Saturday, July 25, 2009

Florida Property Tax Policy--Rewarding Local Government Coffers in Up AND Down Housing Markets

A recent article in Time Magazine illustrated the dysfunctionality of Florida's property tax system. from the article:

“Welcome to Florida, the land of no income taxes — and killer property taxes. Whether it's a nightmare for someone who just purchased a Florida foreclosure or a tax hike that proves the last straw for some struggling homeowner, it's bad news for the individual, and increasingly for the state. It's also a painful reminder of the halcyon days when Florida's economy could lazily rely on soaring real estate prices — and related taxes — to pour ever more money into government coffers. Now local governments say they're broke, thanks to the housing bust, and many are trying to maintain the lofty property-tax rates levied during the housing boom or even increase them — even though that could exacerbate the housing bust….because of arcane provisions in the homestead law, government appraisers can tell a homeowner that although his house's current market value may be as depressed as a Florida sinkhole, its taxable value is still high or rising. More important, many of the state's county and local governments are raising their millage rate (the rate per $1,000 of assessed value that determines the property-tax bill) to make up for budget shortfalls.”
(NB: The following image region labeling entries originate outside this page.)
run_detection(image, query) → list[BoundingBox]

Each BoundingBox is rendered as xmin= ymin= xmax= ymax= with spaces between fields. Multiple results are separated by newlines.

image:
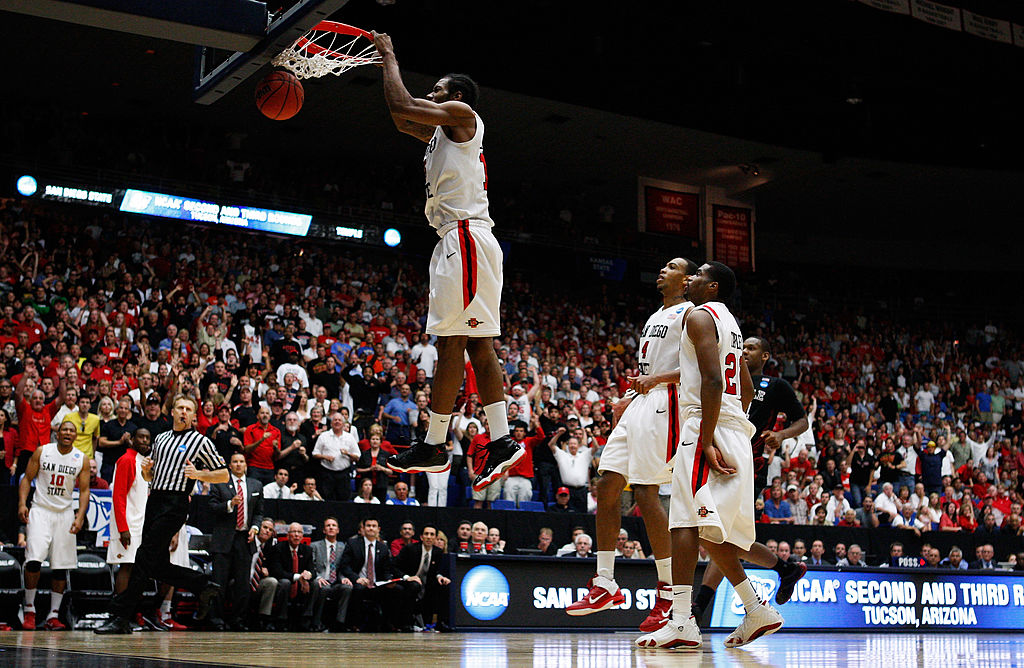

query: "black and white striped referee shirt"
xmin=150 ymin=429 xmax=226 ymax=492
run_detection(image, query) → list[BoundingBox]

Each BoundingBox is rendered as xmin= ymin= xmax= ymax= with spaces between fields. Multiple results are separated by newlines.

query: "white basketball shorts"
xmin=598 ymin=385 xmax=679 ymax=485
xmin=427 ymin=220 xmax=503 ymax=337
xmin=669 ymin=415 xmax=756 ymax=550
xmin=25 ymin=506 xmax=78 ymax=569
xmin=106 ymin=521 xmax=142 ymax=563
xmin=167 ymin=525 xmax=191 ymax=569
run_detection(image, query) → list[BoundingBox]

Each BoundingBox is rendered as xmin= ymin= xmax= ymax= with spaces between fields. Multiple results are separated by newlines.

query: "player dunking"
xmin=693 ymin=336 xmax=807 ymax=622
xmin=374 ymin=33 xmax=524 ymax=491
xmin=17 ymin=422 xmax=89 ymax=631
xmin=565 ymin=257 xmax=697 ymax=633
xmin=636 ymin=262 xmax=782 ymax=649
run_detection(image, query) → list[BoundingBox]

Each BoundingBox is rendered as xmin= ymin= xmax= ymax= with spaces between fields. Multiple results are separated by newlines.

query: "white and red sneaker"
xmin=640 ymin=582 xmax=672 ymax=633
xmin=635 ymin=615 xmax=703 ymax=650
xmin=565 ymin=575 xmax=626 ymax=617
xmin=160 ymin=616 xmax=188 ymax=631
xmin=43 ymin=617 xmax=68 ymax=631
xmin=725 ymin=604 xmax=785 ymax=648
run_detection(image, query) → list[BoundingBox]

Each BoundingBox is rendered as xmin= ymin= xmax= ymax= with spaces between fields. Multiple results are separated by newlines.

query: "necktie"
xmin=234 ymin=478 xmax=246 ymax=531
xmin=367 ymin=543 xmax=377 ymax=587
xmin=289 ymin=547 xmax=299 ymax=598
xmin=416 ymin=550 xmax=430 ymax=580
xmin=249 ymin=545 xmax=263 ymax=591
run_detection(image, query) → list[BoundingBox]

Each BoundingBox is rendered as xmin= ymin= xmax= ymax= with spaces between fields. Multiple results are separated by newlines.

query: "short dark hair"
xmin=708 ymin=261 xmax=736 ymax=301
xmin=750 ymin=336 xmax=771 ymax=358
xmin=444 ymin=73 xmax=480 ymax=107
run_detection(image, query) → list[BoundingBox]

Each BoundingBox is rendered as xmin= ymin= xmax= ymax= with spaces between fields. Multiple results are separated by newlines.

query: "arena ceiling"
xmin=0 ymin=0 xmax=1024 ymax=247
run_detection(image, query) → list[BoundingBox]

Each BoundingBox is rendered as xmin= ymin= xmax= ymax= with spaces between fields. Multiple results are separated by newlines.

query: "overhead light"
xmin=17 ymin=174 xmax=39 ymax=197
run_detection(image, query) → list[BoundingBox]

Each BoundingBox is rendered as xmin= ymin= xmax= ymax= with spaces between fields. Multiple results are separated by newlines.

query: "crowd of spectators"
xmin=0 ymin=184 xmax=1024 ymax=631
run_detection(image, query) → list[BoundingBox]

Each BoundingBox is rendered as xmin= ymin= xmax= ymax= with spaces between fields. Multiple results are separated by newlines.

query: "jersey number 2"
xmin=725 ymin=352 xmax=736 ymax=394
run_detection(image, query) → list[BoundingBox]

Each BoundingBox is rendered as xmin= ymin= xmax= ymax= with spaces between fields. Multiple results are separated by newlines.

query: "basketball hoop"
xmin=271 ymin=20 xmax=383 ymax=79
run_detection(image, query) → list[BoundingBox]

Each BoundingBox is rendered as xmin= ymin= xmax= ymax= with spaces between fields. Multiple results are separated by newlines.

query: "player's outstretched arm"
xmin=17 ymin=448 xmax=43 ymax=525
xmin=374 ymin=33 xmax=476 ymax=133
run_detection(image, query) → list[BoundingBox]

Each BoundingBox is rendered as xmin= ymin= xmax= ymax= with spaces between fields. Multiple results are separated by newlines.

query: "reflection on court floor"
xmin=0 ymin=631 xmax=1024 ymax=668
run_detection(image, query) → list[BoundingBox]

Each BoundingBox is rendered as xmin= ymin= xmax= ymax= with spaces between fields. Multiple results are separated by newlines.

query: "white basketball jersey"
xmin=32 ymin=443 xmax=85 ymax=512
xmin=679 ymin=301 xmax=753 ymax=430
xmin=638 ymin=301 xmax=693 ymax=376
xmin=423 ymin=112 xmax=495 ymax=229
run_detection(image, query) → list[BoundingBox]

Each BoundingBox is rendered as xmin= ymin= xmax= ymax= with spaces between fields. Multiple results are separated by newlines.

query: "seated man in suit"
xmin=395 ymin=525 xmax=452 ymax=631
xmin=267 ymin=521 xmax=321 ymax=631
xmin=209 ymin=452 xmax=263 ymax=631
xmin=341 ymin=517 xmax=421 ymax=631
xmin=249 ymin=517 xmax=278 ymax=631
xmin=310 ymin=517 xmax=352 ymax=631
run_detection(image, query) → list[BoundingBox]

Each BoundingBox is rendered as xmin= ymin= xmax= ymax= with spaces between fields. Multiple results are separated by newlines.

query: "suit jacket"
xmin=394 ymin=543 xmax=444 ymax=585
xmin=341 ymin=536 xmax=401 ymax=583
xmin=310 ymin=540 xmax=345 ymax=580
xmin=209 ymin=475 xmax=263 ymax=552
xmin=263 ymin=541 xmax=313 ymax=580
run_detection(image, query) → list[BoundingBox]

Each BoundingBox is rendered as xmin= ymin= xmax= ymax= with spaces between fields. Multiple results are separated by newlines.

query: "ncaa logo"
xmin=462 ymin=566 xmax=509 ymax=622
xmin=730 ymin=574 xmax=776 ymax=615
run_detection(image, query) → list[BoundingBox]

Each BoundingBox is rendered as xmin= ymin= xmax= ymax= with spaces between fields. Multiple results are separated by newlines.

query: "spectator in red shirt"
xmin=391 ymin=521 xmax=420 ymax=556
xmin=89 ymin=459 xmax=111 ymax=490
xmin=14 ymin=372 xmax=66 ymax=481
xmin=242 ymin=406 xmax=281 ymax=485
xmin=504 ymin=420 xmax=547 ymax=503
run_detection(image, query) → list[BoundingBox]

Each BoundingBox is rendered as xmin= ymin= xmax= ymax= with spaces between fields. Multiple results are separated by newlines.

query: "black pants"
xmin=213 ymin=531 xmax=253 ymax=622
xmin=110 ymin=492 xmax=209 ymax=619
xmin=319 ymin=466 xmax=352 ymax=501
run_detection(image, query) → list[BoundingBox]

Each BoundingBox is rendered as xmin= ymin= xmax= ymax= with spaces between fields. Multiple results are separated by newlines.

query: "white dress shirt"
xmin=313 ymin=430 xmax=360 ymax=471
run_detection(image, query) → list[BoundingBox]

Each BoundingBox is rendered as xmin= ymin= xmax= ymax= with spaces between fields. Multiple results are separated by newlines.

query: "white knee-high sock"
xmin=427 ymin=411 xmax=452 ymax=446
xmin=483 ymin=402 xmax=509 ymax=441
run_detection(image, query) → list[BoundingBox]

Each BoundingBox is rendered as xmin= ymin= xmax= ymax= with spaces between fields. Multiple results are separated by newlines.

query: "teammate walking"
xmin=374 ymin=33 xmax=524 ymax=491
xmin=565 ymin=257 xmax=697 ymax=633
xmin=692 ymin=336 xmax=807 ymax=623
xmin=17 ymin=421 xmax=89 ymax=631
xmin=636 ymin=262 xmax=782 ymax=649
xmin=95 ymin=396 xmax=228 ymax=634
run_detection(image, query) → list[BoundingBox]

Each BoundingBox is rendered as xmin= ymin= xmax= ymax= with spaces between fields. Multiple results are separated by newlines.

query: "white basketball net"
xmin=271 ymin=22 xmax=383 ymax=79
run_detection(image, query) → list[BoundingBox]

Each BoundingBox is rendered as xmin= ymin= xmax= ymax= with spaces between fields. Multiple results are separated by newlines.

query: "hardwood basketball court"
xmin=0 ymin=631 xmax=1024 ymax=668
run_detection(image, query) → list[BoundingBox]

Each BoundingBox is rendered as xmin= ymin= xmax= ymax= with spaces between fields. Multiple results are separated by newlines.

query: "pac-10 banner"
xmin=711 ymin=569 xmax=1024 ymax=631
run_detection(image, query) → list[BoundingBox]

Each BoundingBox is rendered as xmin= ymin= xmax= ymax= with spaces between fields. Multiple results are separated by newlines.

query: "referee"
xmin=95 ymin=396 xmax=228 ymax=634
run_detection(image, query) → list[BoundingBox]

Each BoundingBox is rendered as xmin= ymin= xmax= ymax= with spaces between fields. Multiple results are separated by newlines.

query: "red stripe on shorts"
xmin=665 ymin=383 xmax=679 ymax=462
xmin=690 ymin=432 xmax=711 ymax=497
xmin=459 ymin=220 xmax=476 ymax=308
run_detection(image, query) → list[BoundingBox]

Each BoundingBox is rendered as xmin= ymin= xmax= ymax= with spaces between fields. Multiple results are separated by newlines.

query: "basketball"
xmin=256 ymin=70 xmax=305 ymax=121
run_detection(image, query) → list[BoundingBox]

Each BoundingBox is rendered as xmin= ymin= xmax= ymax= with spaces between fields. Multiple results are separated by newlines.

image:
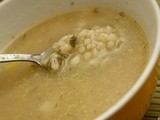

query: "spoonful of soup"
xmin=0 ymin=26 xmax=123 ymax=70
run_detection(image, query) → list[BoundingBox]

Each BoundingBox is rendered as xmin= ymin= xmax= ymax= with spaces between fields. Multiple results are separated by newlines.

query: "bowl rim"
xmin=96 ymin=0 xmax=160 ymax=120
xmin=0 ymin=0 xmax=160 ymax=120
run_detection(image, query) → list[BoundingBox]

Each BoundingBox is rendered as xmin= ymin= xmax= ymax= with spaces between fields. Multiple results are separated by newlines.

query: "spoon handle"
xmin=0 ymin=54 xmax=39 ymax=62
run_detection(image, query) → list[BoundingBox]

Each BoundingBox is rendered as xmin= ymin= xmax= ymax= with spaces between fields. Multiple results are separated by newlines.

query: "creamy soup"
xmin=0 ymin=8 xmax=149 ymax=120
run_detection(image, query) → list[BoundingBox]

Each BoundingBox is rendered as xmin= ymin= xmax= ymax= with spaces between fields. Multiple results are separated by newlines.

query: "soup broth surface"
xmin=0 ymin=8 xmax=149 ymax=120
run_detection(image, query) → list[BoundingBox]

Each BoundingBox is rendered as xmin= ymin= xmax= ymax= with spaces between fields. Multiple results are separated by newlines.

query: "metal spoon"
xmin=0 ymin=48 xmax=55 ymax=67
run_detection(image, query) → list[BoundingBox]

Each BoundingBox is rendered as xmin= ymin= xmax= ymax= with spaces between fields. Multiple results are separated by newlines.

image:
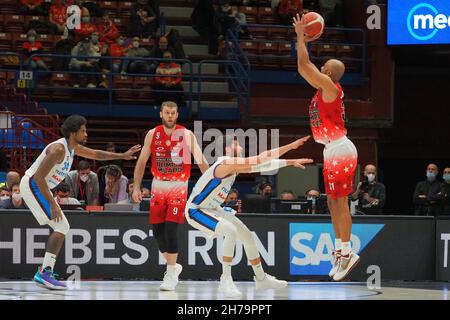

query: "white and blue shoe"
xmin=33 ymin=267 xmax=67 ymax=290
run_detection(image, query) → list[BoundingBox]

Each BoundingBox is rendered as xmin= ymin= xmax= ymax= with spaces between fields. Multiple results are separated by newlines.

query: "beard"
xmin=162 ymin=119 xmax=177 ymax=129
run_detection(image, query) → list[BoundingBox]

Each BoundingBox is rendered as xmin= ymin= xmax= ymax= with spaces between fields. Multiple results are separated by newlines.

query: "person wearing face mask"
xmin=437 ymin=167 xmax=450 ymax=215
xmin=122 ymin=37 xmax=150 ymax=74
xmin=413 ymin=163 xmax=441 ymax=216
xmin=97 ymin=14 xmax=120 ymax=45
xmin=55 ymin=182 xmax=81 ymax=205
xmin=103 ymin=165 xmax=128 ymax=203
xmin=351 ymin=164 xmax=386 ymax=214
xmin=108 ymin=36 xmax=126 ymax=73
xmin=65 ymin=160 xmax=99 ymax=206
xmin=130 ymin=0 xmax=159 ymax=38
xmin=0 ymin=183 xmax=28 ymax=209
xmin=22 ymin=29 xmax=48 ymax=71
xmin=75 ymin=8 xmax=98 ymax=42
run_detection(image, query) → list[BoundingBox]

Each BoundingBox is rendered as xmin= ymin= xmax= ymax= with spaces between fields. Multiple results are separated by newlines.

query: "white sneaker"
xmin=333 ymin=252 xmax=359 ymax=281
xmin=219 ymin=275 xmax=242 ymax=298
xmin=328 ymin=250 xmax=341 ymax=278
xmin=159 ymin=263 xmax=183 ymax=291
xmin=253 ymin=273 xmax=287 ymax=291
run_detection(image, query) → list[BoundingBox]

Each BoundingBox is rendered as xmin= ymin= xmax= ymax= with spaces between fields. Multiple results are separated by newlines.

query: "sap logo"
xmin=289 ymin=223 xmax=384 ymax=275
xmin=407 ymin=3 xmax=450 ymax=41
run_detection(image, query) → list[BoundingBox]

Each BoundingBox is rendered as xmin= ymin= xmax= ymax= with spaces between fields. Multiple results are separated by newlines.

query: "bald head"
xmin=322 ymin=59 xmax=345 ymax=82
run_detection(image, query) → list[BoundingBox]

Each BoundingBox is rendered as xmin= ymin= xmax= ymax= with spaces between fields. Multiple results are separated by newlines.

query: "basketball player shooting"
xmin=20 ymin=115 xmax=141 ymax=290
xmin=293 ymin=14 xmax=359 ymax=281
xmin=132 ymin=101 xmax=209 ymax=291
xmin=185 ymin=136 xmax=313 ymax=297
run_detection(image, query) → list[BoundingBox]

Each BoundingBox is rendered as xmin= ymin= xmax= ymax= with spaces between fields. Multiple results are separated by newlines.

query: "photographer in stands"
xmin=352 ymin=164 xmax=386 ymax=214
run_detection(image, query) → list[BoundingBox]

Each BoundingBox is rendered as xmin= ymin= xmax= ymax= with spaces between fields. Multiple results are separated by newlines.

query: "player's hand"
xmin=292 ymin=13 xmax=305 ymax=37
xmin=291 ymin=158 xmax=314 ymax=169
xmin=122 ymin=144 xmax=141 ymax=160
xmin=50 ymin=201 xmax=62 ymax=223
xmin=291 ymin=136 xmax=311 ymax=149
xmin=131 ymin=189 xmax=142 ymax=203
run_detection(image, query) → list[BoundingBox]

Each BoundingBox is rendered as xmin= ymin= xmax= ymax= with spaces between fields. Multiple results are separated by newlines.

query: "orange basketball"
xmin=305 ymin=12 xmax=325 ymax=39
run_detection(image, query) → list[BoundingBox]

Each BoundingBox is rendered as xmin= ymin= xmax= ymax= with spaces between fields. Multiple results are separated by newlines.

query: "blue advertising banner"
xmin=387 ymin=0 xmax=450 ymax=45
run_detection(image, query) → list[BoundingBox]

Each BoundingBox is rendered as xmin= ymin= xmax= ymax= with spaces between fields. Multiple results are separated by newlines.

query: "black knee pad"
xmin=153 ymin=223 xmax=167 ymax=253
xmin=166 ymin=222 xmax=178 ymax=253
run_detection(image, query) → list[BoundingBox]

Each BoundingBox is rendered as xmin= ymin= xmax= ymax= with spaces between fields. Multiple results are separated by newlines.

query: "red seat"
xmin=0 ymin=32 xmax=14 ymax=51
xmin=239 ymin=7 xmax=258 ymax=24
xmin=3 ymin=14 xmax=25 ymax=32
xmin=258 ymin=8 xmax=278 ymax=24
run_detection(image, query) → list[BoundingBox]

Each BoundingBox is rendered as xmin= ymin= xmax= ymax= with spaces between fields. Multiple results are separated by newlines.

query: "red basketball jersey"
xmin=150 ymin=125 xmax=191 ymax=181
xmin=309 ymin=83 xmax=347 ymax=144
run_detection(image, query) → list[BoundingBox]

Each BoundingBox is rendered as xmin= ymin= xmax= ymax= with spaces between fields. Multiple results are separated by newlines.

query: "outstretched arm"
xmin=74 ymin=144 xmax=141 ymax=161
xmin=215 ymin=136 xmax=312 ymax=178
xmin=293 ymin=14 xmax=337 ymax=94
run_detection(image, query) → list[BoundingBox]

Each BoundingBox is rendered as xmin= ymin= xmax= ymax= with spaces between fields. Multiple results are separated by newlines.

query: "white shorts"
xmin=185 ymin=203 xmax=236 ymax=236
xmin=20 ymin=176 xmax=68 ymax=229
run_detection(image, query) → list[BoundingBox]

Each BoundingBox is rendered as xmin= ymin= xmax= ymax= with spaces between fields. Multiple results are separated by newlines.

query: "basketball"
xmin=305 ymin=12 xmax=325 ymax=39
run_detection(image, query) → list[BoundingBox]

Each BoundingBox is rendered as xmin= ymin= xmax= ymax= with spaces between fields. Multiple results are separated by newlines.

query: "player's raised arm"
xmin=33 ymin=143 xmax=66 ymax=222
xmin=186 ymin=130 xmax=209 ymax=173
xmin=215 ymin=136 xmax=313 ymax=178
xmin=293 ymin=14 xmax=338 ymax=95
xmin=74 ymin=144 xmax=141 ymax=161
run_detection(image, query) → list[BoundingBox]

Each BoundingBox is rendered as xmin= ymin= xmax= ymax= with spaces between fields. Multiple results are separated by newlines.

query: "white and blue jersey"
xmin=20 ymin=138 xmax=74 ymax=225
xmin=185 ymin=157 xmax=236 ymax=233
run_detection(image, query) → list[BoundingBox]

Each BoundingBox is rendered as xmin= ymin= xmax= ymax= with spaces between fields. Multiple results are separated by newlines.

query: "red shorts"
xmin=150 ymin=179 xmax=188 ymax=224
xmin=323 ymin=137 xmax=358 ymax=199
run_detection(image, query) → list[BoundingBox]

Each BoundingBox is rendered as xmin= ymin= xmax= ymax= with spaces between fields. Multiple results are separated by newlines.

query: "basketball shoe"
xmin=159 ymin=263 xmax=183 ymax=291
xmin=333 ymin=252 xmax=359 ymax=281
xmin=253 ymin=273 xmax=287 ymax=291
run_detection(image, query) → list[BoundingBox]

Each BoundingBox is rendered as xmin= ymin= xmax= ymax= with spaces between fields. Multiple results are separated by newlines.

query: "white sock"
xmin=342 ymin=241 xmax=352 ymax=256
xmin=334 ymin=238 xmax=342 ymax=251
xmin=222 ymin=261 xmax=231 ymax=277
xmin=252 ymin=263 xmax=266 ymax=281
xmin=42 ymin=252 xmax=56 ymax=271
xmin=167 ymin=264 xmax=176 ymax=275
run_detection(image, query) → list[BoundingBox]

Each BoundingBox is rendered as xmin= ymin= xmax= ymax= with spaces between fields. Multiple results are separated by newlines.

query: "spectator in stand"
xmin=75 ymin=8 xmax=98 ymax=42
xmin=319 ymin=0 xmax=344 ymax=27
xmin=53 ymin=29 xmax=76 ymax=71
xmin=69 ymin=37 xmax=101 ymax=88
xmin=0 ymin=183 xmax=28 ymax=209
xmin=97 ymin=14 xmax=120 ymax=45
xmin=122 ymin=37 xmax=150 ymax=74
xmin=48 ymin=0 xmax=67 ymax=34
xmin=65 ymin=160 xmax=99 ymax=206
xmin=280 ymin=190 xmax=296 ymax=201
xmin=0 ymin=171 xmax=20 ymax=190
xmin=222 ymin=188 xmax=242 ymax=213
xmin=413 ymin=163 xmax=441 ymax=216
xmin=22 ymin=29 xmax=48 ymax=71
xmin=97 ymin=142 xmax=122 ymax=169
xmin=0 ymin=187 xmax=11 ymax=201
xmin=19 ymin=0 xmax=47 ymax=16
xmin=104 ymin=165 xmax=128 ymax=203
xmin=108 ymin=36 xmax=126 ymax=73
xmin=130 ymin=0 xmax=158 ymax=38
xmin=54 ymin=182 xmax=81 ymax=205
xmin=75 ymin=0 xmax=104 ymax=18
xmin=217 ymin=1 xmax=252 ymax=39
xmin=437 ymin=167 xmax=450 ymax=215
xmin=153 ymin=51 xmax=183 ymax=106
xmin=277 ymin=0 xmax=303 ymax=26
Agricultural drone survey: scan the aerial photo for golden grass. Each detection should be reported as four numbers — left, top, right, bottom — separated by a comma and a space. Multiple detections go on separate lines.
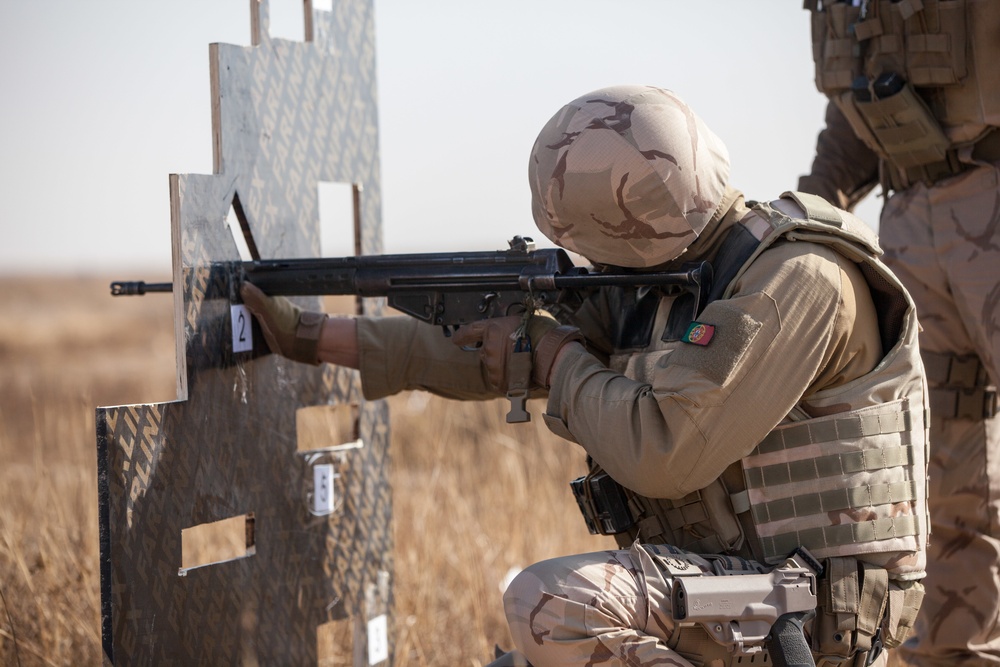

I know, I know, we're told that raising the millage rate is not a tax increase, (tell that to a new Escambia County homeowner or new commercial property purchaser or someone who's assessed value remained flat over last year) but I still believe it is disingenuous to raise a taxation rate and not call that an increase. I'm sorry, I just don't buy that.

My opinion is that local government coffers (all levels, even school districts) need to be responsible in growing their budgets during booms--but they also owe it to taxpayers to decrease their budgets during "once in a lifetime severity" type recessions. Most normal households, small businesses, and taxpayers have to suck it up when the economy turns bad. When times are tough, everything gets cut, cut, cut. Local governments should be no different! The idea that raising tax rates such that a government's locally raised budget remains at the same level as a previous year's level--even during historic financial turmoil-- is irrational; and no matter what TRIM law verbage or other explanation one uses--increasing a tax rate is a tax increase. Doing it amid the backdrop of 11% unemployment, record foreclosure rates and bankruptcy filings is unconscionable.